A few of the volunteers have left the organization over time, but most have stayed on.
“I’ve been doing it for 15 years; I can cope with it,” he says, adding that his wife is a senior nurse at Laniado and that they are used to dealing with death. “But it’s not for everyone.”
ZAKA and Magen David Adom volunteer Yossi Landau clearly remembers Passover eve 10 years ago.
“I was living in Bnei Brak. It was a time of a lot of terror in Israel. I was on my way home from synagogue to celebrate the Seder, and the radio said there was a big explosion at the Park Hotel in Netanya and they needed a lot of help. I didn’t think twice. I told my kids to go on ahead of me, took my car and flew to Netanya. I got there in 17 minutes. We saved a few people, thank God. I was there the whole night, of course.”
Each year at his family’s Seder, Landau tells the assembled participants that the bondage is “not over. We know the king of Egypt in those days killed Jewish children, and we still have this issue.
“I was going into blood up to my knees. I’ll always remember the blood,” he says, noting the symbolism in relation to the Ten Plagues recounted at the Seder. “Two people died in my arms, hoping I could help them…
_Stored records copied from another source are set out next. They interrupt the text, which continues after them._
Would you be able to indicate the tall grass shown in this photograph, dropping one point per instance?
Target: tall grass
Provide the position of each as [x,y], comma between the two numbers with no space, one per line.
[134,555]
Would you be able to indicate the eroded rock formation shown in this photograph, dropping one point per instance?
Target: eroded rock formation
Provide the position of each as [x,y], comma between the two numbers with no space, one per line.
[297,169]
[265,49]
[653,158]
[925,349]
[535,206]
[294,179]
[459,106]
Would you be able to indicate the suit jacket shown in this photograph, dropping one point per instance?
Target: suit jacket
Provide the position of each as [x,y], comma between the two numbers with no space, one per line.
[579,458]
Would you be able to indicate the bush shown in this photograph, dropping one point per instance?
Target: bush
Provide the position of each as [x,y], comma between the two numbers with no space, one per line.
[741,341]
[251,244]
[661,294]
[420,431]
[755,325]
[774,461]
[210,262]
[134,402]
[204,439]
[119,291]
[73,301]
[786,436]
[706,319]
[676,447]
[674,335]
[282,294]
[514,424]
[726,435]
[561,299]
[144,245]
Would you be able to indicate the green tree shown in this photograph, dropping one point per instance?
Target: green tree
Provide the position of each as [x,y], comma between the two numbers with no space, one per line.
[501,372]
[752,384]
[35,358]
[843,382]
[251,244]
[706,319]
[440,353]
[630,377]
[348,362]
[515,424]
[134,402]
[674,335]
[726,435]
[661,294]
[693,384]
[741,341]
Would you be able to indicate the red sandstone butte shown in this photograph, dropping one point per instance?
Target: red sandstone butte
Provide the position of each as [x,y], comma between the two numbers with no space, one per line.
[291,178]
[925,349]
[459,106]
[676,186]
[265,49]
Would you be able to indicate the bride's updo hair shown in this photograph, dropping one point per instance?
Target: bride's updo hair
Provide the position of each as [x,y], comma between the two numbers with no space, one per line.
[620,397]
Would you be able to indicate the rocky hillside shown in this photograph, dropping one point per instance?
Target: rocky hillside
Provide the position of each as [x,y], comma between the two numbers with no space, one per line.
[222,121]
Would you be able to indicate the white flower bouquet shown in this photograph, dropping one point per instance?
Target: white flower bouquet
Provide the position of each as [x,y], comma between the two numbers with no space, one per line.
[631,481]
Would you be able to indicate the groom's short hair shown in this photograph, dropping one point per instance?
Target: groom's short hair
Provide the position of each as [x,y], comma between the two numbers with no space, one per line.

“We’re not free. We have missiles every day… murder in France, the funerals in Israel. We’re waiting for peace and true redemption.”
In 2003, the Palestinian Authority sponsored a soccer tournament, naming it in honor of Abdel Basset Odeh, the suicide bomber who perpetrated the Passover tragedy.
In Marc Belzberg’s view, “we have two dramatically opposed cultures living in the Middle East together, and if you don’t understand that, which many in the world do not, then you don’t understand the plot.”
This lack of comprehension could be one of the main reasons for anti-Israel sentiment around the world, he says, adding his prediction that terrorism in the form of missiles and rockets will continue to be fired all over Israel and not only in the South.
The deal to free kidnapped Israeli soldier Gilad Schalit several months ago, which included the release of 1,027 terrorists – including Nasser Batima, mastermind of the Passover terror – got mixed reaction among families of those murdered.
“It gave us a lot of additional work,” concedes Madelaine Black, One Family Fund’s vice president of marketing. No matter what a victim thinks about the prisoner swap, there’s still “a sense of injustice and a renewed sense of grief.”
“We’re in touch with them all; some were for the deal and some were against,” Batya Weinberg says. Unwilling to express her personal opinion on the subject, she prefers to focus on the well-being of the families. “We don’t discuss religion or politics.”
Another issue she acknowledges is the extreme trauma felt by terror victims living in the South of the country – especially those dealing with PTSD – where rockets have been flying continually.
“Life goes on,” Landau says, citing the Torah commandment to be joyous on the festivals. “There’s a lot of stress, but we have to continue. If you think about [tragedy] all the time, you won’t be able to cope. There has to be total separation. Many people will need special psychological support to manage it.”